Strategy holds a unique position among publicly listed companies holding cryptocurrencies. It does not view Bitcoin as a tactical investment or hedge but as a long-term treasury asset, building its balance sheet around it. This strategy reflects a long-term investment philosophy rather than short-term price speculation.

These assets are mainly accumulated through capital market activities (including equity issuance and convertible bonds). As a result, Bitcoin now constitutes the majority of MicroStrategy’s asset base, making its financial performance closely tied to Bitcoin’s long-term trend. This highly concentrated asset allocation is rare in traditional finance, but Saylor considers it a rational choice.

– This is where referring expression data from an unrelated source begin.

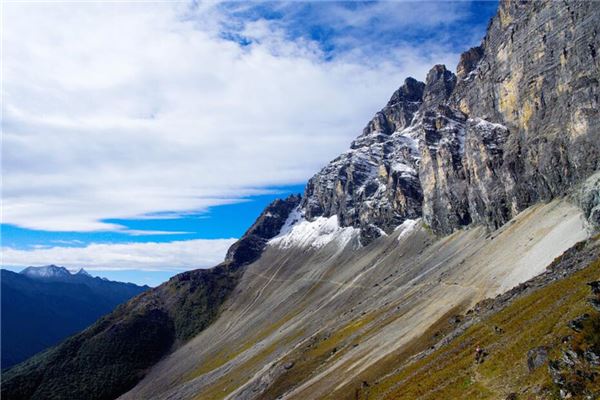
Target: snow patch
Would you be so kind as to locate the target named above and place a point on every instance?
(298, 232)
(407, 227)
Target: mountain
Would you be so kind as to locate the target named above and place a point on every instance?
(461, 189)
(43, 305)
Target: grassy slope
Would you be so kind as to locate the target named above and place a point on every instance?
(112, 355)
(537, 319)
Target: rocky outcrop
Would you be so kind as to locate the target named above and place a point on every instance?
(518, 124)
(266, 226)
(375, 184)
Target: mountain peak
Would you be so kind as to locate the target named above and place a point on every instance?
(45, 272)
(83, 272)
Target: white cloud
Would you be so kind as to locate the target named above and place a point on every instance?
(118, 110)
(170, 256)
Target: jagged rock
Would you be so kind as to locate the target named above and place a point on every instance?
(468, 61)
(595, 303)
(577, 323)
(375, 184)
(266, 226)
(520, 124)
(438, 86)
(289, 365)
(591, 357)
(536, 357)
(569, 358)
(594, 287)
(589, 200)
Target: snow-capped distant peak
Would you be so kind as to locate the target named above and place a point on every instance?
(83, 272)
(45, 272)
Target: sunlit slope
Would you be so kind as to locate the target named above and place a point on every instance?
(313, 323)
(537, 318)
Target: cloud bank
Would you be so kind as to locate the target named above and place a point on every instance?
(171, 256)
(121, 110)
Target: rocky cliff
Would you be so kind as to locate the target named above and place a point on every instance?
(518, 124)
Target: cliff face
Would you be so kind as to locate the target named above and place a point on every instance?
(518, 124)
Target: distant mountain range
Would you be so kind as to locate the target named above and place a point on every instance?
(43, 305)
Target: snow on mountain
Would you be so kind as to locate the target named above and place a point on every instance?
(299, 232)
(45, 272)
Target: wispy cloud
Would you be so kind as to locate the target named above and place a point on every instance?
(174, 256)
(120, 110)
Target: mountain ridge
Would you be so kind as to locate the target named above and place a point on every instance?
(466, 159)
(41, 306)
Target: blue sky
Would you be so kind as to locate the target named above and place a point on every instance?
(138, 161)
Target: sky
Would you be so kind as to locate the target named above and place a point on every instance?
(140, 139)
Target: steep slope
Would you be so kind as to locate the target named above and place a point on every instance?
(453, 193)
(42, 306)
(310, 320)
(535, 339)
(112, 355)
(518, 125)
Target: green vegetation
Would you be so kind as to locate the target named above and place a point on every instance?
(537, 319)
(111, 356)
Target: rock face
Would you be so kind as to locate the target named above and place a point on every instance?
(518, 124)
(375, 184)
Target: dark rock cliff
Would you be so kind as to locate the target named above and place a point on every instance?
(518, 124)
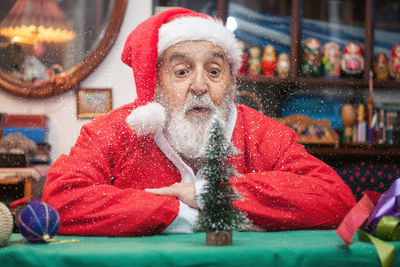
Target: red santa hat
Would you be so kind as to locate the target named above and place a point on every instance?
(147, 42)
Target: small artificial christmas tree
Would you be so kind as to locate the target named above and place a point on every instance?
(219, 218)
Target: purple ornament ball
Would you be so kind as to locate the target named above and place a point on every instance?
(38, 222)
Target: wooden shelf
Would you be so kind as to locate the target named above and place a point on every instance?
(319, 81)
(337, 157)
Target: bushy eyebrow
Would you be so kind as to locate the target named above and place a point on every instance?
(217, 54)
(177, 55)
(184, 56)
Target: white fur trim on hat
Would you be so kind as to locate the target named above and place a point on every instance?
(147, 119)
(197, 29)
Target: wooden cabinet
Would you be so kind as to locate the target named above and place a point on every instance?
(362, 17)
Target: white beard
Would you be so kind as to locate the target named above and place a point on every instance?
(188, 134)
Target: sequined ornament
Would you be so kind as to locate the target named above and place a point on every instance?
(6, 224)
(38, 222)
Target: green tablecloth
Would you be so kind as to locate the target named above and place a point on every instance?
(293, 248)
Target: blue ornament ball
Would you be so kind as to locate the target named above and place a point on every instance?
(38, 222)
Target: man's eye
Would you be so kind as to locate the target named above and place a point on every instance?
(181, 72)
(214, 72)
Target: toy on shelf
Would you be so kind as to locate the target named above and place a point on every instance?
(6, 224)
(269, 61)
(331, 60)
(245, 58)
(311, 65)
(283, 65)
(310, 131)
(254, 64)
(348, 120)
(395, 63)
(352, 63)
(381, 67)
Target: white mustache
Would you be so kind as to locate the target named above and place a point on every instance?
(203, 101)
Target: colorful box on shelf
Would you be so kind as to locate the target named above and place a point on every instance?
(34, 134)
(32, 126)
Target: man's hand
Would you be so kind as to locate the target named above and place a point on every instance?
(185, 192)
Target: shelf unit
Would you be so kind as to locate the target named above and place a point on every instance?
(295, 80)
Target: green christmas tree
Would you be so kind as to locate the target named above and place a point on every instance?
(218, 214)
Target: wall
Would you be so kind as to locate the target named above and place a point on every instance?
(63, 125)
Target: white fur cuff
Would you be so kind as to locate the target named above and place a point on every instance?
(147, 119)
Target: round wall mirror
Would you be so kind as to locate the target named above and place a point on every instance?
(39, 66)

Recent developments outside the digital asset market also help investors focus more on market dynamics. Changes in index inclusion rules have removed potential pressures on MicroStrategy’s stock price, although this mainly involves technical factors unrelated to Bitcoin’s fundamentals. As uncertainty diminishes, market attention shifts back to the company’s core strategy and its next major Bitcoin move.

After a strong rally, Bitcoin has entered a more stable phase. Price momentum slows, and the market fluctuates within a relatively narrow range. Such consolidation after sharp volatility is common, often reflecting traders waiting for new catalysts rather than losing confidence. Macroeconomic and geopolitical factors influence the next steps, as investors weigh Bitcoin’s role as a risk asset, a hedge, or whether to maintain range-bound trading amid ongoing global uncertainties.